Communication devices such as two-way FM radios usually comprise a radio housing, an internal speaker, and one or more electrical circuit boards located inside of the radio housing. The internal speaker is typically mechanically attached to the radio housing or to one of the circuit boards inside of the housing, using mechanical fasteners such as screws, rivets, etc. The radio's circuit board(s) are then electrically interconnected to the speaker using electrical connectors which connect to the speaker terminals. Typically, this is done by soldering wires from the speaker terminals to appropriate locations in the circuit boards.
One of the problems presented with an assembly approach as mentioned above is that the circuit boards, especially the audio sections of the circuit boards, can not be fully acoustically tested until the circuit boards are mounted onto the radio housing and the circuit boards are interconnected to the speaker. In the case where either the speaker or the audio circuits are determined not to be fully functional after the radio has been assembled, the radio has to be disassembled in order to correct the defect, wasting valuable manufacturing time.

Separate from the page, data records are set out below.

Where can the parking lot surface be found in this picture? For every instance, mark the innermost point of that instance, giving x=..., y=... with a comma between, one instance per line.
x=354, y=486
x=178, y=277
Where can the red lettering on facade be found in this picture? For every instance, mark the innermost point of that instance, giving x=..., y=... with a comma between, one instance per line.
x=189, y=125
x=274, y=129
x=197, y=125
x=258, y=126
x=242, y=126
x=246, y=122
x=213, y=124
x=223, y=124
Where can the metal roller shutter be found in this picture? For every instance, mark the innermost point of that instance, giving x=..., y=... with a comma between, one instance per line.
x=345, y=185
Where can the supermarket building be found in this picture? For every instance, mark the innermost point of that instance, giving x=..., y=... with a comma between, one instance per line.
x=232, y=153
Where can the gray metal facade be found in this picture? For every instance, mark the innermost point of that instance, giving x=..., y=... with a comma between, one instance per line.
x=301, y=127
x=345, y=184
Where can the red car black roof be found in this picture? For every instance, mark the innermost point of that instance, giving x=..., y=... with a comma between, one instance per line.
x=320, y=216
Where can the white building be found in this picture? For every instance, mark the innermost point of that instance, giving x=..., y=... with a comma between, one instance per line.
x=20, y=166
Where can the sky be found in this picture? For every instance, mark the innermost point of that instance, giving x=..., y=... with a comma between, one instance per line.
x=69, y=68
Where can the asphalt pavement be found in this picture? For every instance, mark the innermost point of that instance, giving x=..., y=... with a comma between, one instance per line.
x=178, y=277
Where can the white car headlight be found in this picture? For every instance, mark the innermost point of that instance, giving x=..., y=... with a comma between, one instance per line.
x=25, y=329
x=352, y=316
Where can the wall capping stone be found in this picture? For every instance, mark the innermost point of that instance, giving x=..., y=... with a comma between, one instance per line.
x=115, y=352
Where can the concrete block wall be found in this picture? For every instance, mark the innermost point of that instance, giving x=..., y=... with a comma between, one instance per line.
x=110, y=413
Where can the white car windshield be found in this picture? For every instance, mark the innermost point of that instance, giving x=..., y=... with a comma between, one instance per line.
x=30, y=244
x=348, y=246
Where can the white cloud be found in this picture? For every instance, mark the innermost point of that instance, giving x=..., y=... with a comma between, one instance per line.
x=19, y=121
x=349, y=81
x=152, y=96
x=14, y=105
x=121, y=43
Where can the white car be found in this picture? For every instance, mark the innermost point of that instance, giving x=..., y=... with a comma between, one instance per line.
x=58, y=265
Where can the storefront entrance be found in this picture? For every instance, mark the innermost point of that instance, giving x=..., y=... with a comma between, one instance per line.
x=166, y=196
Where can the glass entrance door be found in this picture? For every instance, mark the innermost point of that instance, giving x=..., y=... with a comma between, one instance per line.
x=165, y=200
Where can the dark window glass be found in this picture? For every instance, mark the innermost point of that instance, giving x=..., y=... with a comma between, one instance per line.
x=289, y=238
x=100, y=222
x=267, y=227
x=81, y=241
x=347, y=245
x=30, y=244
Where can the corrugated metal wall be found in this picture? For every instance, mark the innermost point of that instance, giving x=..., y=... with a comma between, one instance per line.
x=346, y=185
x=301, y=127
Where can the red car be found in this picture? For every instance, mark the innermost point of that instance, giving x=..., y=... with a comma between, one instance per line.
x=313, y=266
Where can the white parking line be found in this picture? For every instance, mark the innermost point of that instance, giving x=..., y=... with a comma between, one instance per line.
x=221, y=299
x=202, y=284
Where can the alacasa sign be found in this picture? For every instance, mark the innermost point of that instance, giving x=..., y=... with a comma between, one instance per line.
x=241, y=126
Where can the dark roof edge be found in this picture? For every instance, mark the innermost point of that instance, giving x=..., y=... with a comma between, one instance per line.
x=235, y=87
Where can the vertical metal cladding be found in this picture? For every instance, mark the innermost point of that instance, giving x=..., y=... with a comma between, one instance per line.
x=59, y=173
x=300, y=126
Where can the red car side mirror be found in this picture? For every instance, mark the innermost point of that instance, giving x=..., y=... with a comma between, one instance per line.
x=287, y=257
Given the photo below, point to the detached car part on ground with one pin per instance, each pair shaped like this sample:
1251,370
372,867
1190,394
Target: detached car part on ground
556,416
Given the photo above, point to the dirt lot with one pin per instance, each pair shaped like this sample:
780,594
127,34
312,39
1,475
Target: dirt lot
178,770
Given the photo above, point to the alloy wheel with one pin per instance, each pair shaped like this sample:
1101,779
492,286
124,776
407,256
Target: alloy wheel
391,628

One technique which is presently used to solve the above mentioned problem is to place the radio circuit board into a test assembly which has a built in speaker in order to test the audio circuits in the circuit board, while the speaker is tested separately in another testing process. This however, requires the use of at least two separate test stations adding testing expense and added testing time to the radio assembly. A need thus exists in the art for a speaker assembly which can provide for ease of assembly and disassembly of the speaker, and which can also hold the speaker in place during assembly and testing of the communication device without the use of mechanical fasteners.